Sentenza 30 aprile 1999
Massime • 2
Il delitto di usura si configura come un reato a schema duplice, costituito da due fattispecie - destinate strutturalmente l'una ad assorbire l'altra con l'esecuzione della pattuizione usuraria - aventi in comune l'induzione del soggetto passivo alla pattuizione di interessi od altri vantaggi usurari in corrispettivo di una prestazione di denaro o di altra cosa mobile, delle quali l'una è caratterizzata dal conseguimento del profitto illecito e l'altra dalla sola accettazione del sinallagma ad esso preordinato. Nella prima il verificarsi dell'evento lesivo del patrimonio altrui si atteggia non già ad effetto del reato, più o meno esteso nel tempo in relazione all'eventuale rateizzazione del debito, bensì ad elemento costitutivo dell'illecito il quale, nel caso di integrale adempimento dell'obbligazione usuraria, si consuma con il pagamento del debito, mentre nella seconda, che si verifica quando la promessa del corrispettivo, in tutto o in parte, non viene mantenuta, il reato si perfeziona con la sola accettazione dell'obbligazione rimasta inadempiuta.
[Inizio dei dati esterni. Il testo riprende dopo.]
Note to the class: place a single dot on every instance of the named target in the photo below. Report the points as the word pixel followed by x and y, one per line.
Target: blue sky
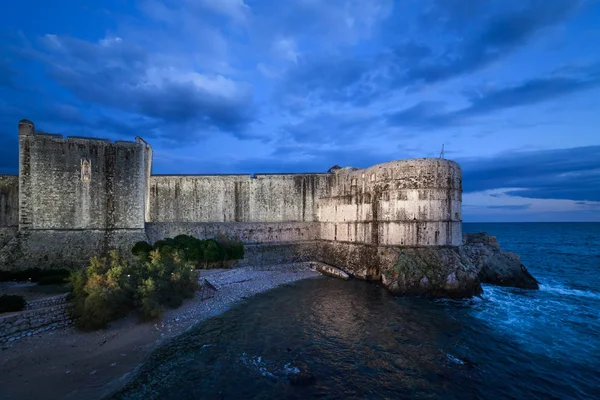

Ne deriva, in tema di prescrizione, che il relativo termine decorre dalla data in cui si è verificato l'ultimo pagamento degli interessi usurari. (Fattispecie antecedente all'entrata in vigore delle modifiche alle disposizioni in tema di usura apportate dal d.l. 8 giugno 1992, n. 306, conv. in l. 7 agosto 1992, n. 356).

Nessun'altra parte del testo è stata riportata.